Pittsburgh-area official's husband not guilty in Detroit hotel incident

Gregg Krupa
The Detroit News
Khari Mosley, left, who is the husband of Allegheny County Controller Chelsa Wagner, stands during his trial in the courtroom of Judge Kenneth King, Thursday, July 11, 2019, at 36th District Court in Detroit.  At right is defense attorney Kevin Mincey.

Detroit – Jurors acquitted a Pittsburgh man on charges of disorderly conduct and disturbing the peace Monday in 36th District Court, after a disturbance last March in the Westin Book Cadillac hotel and outside on Washington Boulevard.

Deliberating for about 40 minutes, they jurors found Khari Mosley, 43, the Pennsylvania director of the Blue Green Alliance, a labor and environmental association, not guilty on both charges.

His wife, Chelsa Wagner, the elected controller of Allegheny County in Pennsylvania, faces a felony charge of resisting and obstructing police and a misdemeanor charge of disorderly conduct. Wagner, who sat in the courtroom Monday for the closing arguments and the verdicts, is slated for trial in November.

One of Mosley’s lawyers, Charles Longstreet, asserted to the jurors that the prosecution failed to prove some of the elements of both charges, which are required for conviction.

While Mosley used profanity and spoke loudly at times during the 90-minute incident, no proof had been presented that anyone was disturbed, or that Mosley was drunk, Longstreet said.

In testimony Monday before closing arguments, Mosley said he had four or five wines over a several-hour period.

Longstreet told the jurors that police and hotel staff smelling alcohol is no proof of drunkenness.

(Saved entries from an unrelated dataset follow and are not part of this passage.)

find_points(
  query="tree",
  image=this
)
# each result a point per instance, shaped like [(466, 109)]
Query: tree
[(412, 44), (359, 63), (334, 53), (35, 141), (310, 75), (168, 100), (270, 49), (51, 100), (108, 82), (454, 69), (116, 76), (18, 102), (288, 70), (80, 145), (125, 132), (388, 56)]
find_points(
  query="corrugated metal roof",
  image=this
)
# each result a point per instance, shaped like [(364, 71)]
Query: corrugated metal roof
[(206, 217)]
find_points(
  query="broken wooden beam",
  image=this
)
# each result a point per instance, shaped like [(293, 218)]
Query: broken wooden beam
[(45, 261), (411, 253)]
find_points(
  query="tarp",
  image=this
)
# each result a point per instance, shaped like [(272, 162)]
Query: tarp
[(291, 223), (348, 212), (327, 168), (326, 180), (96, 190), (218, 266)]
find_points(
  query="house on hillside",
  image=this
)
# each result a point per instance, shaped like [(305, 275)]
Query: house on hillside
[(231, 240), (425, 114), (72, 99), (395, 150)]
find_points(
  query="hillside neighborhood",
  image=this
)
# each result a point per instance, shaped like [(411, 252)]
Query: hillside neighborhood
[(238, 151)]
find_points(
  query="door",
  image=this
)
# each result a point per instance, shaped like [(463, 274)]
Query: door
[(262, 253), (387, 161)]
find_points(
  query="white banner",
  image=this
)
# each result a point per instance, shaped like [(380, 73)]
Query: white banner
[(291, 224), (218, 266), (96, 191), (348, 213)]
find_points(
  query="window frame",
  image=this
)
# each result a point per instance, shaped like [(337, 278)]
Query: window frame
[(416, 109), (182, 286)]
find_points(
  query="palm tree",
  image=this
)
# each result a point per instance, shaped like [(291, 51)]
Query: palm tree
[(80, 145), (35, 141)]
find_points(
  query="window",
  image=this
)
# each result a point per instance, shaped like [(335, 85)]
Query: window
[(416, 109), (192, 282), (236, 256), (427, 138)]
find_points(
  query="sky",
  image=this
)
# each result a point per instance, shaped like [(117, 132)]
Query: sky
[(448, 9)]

He argued that what witnesses, law enforcement and the prosecution perceived as disturbing the peace was Mosley asserting his rights.

Mosley testified that all of his behavior, at issue in the trial, was a reasonable reaction to hotel staff not properly attending to his circumstances: a lost key and his name not registered among the guests.

He also said he merely responded to aggressive behavior by hotel security, police detaining him in the back of a cruiser and his concern that he had become suspected of domestic assault and assaulting a security employee.

“I’m frustrated,” he testified, describing his actions under questioning by his lawyer and the prosecutor, Erika Tusar, who repeatedly asserted he was “pissed off.”

“I’m just expressing my bewilderment with the situation. I can’t believe this,” Mosley said at one point during his testimony. “I’ve never been treated like this in my life.

“It was such a confusing situation. I didn’t even know what to think of it.”

Mosley merely demanded to be treated fairly as a customer, the lawyer asserted.

“Shut up and behave is what the government wanted him to do, while he is trying to secure his rights!” Longstreet said, standing before the jurors.

Prosecution witnesses, including hotel employees, security and police, repeatedly described Mosley as confrontational, shouting at them from close range.

Video played during the three-day trial shows him verbally accosting police and hotel staff, as police work to return him to his wife.

Recounting extensive video evidence showing Mosley walking throughout the hotel gesturing, getting close to staff and loudly criticizing hotel staff, police and others, Tusar told the jurors, “He’s being aggressive.

“Whatever way you count it, he was hostile that night,” she said.

Mosley and Wagner declined comment to The Detroit News after the verdict.